Just by reading the name of the game, you will be skeptical of it. Why? It’s simple, because no one has made a decent LOTR game before. Does that change with the latest LOTR game – War in the North? Well it’s a mixed bag, actually. The LOTR fan in me enjoyed it, but well, I even enjoyed those terrible PS2 ones, but is this good enough game to get if you have a passing interest in the lore? I would say yes. But there are some annoying faults that you should know of.
You can choose any one of the three characters (Ranger, Dward or a Mage) in this game, and the game also has a co-op mode, which I feel is pretty well integrated. So with that out of the way, you can even go solo with one of them and play the story mode. After the initial cutscene, you can tune your character’s looks as you wish and thus begins your journey to the North, where you have to defeat Sauron’s mighty General, Agandaur.
Snowblind studios have showed some good artistic design capabilities here, as the game looks fantastic, and you really have to admire the production values.

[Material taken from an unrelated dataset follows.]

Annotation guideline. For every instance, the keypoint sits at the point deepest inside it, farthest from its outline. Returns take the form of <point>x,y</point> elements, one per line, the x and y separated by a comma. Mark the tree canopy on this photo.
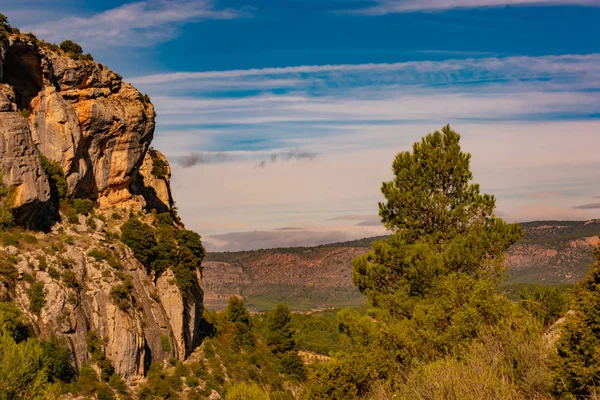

Your journey is broken into levels, and you also have secondary objectives to complete. The combat system is quite intriguing here, although, can get annoying sometimes. I picked a melee character for my first playthrough – a Ranger who could also wield a bow with exquisite finesse. All the weapons can be upgraded and you also get better weapons during battle or at the blacksmith.
They cost money though, and that’s hard to come by. I hate repairing weapons in any RPG as it breaks the flow for me, and it’s the same here. In fact, this is the one thing I really hate about the game. You can equip weapons that you find during your journey though, and it’s quite limited due to the inventory space concerns.
The combat, surprisingly, is one of the fun things about the game, as killing the Orcs is a lot of fun. When the blade meets their chunky flesh, it feels good and meaty; the dismemberment also adds to the experience. There is a lot of gore in the game along with QTEs which allow you to do some brutal attacks.
The combat also gets a lot repetitive later in the game, as you feel like you are killing the same enemies and doing the same actions. There is a lot less diversity here. The boss fights aren’t that well designed here at all. You fight the usual Troll with a club or some tough mini-boss type guy.
Depending on the character you pick, your teammates can aid you in battle. The mage can cast a shield that recharges your health, and the Dwarf can be a good meatshield.
As I picked the ranger, I had access to swordplay and archery. It’s not that complicated. You fight waves of enemies till you reach your objective, which results in a cutscene.
You will meet some interesting characters in the game, backed up by solid voice acting. You can summon an Eagle called Beleram who can do some massive damage to your enemies. There are plenty of skills that are available to everyone.
It is annoying to talk to the NPCs because they display so less enthusiasm. You probably won’t care about what they have to say. It’s not so bad though, as the voice acting is decent here. It’s weird to say that this but this is, in fact, the best LOTR game out there. While there are some redeeming qualities like great graphics, and fun combat, most of the other things are not worth mentioning.
It does show some glimpses of brilliance, but there isn’t any consistency in the game, which is a tad disappointing. If you are a LOTR fan, chances are that you already bought this game. But for the people who haven’t, this is a perfect rent if I ever saw one. The game is not that bad, but it isn’t that good either.
Although, I have to give credit to Snowblind studios for a job well done. After all, someone’s making improvements, which can only be a good thing.
This game was reviewed on the Xbox 360.
Great graphics. Satisfying combat.
If you are a LOTR fan, chances are that you already bought this game. But for the people who haven’t, this is a perfect rent if I ever saw one. The game is not that bad, but it isn’t that good either.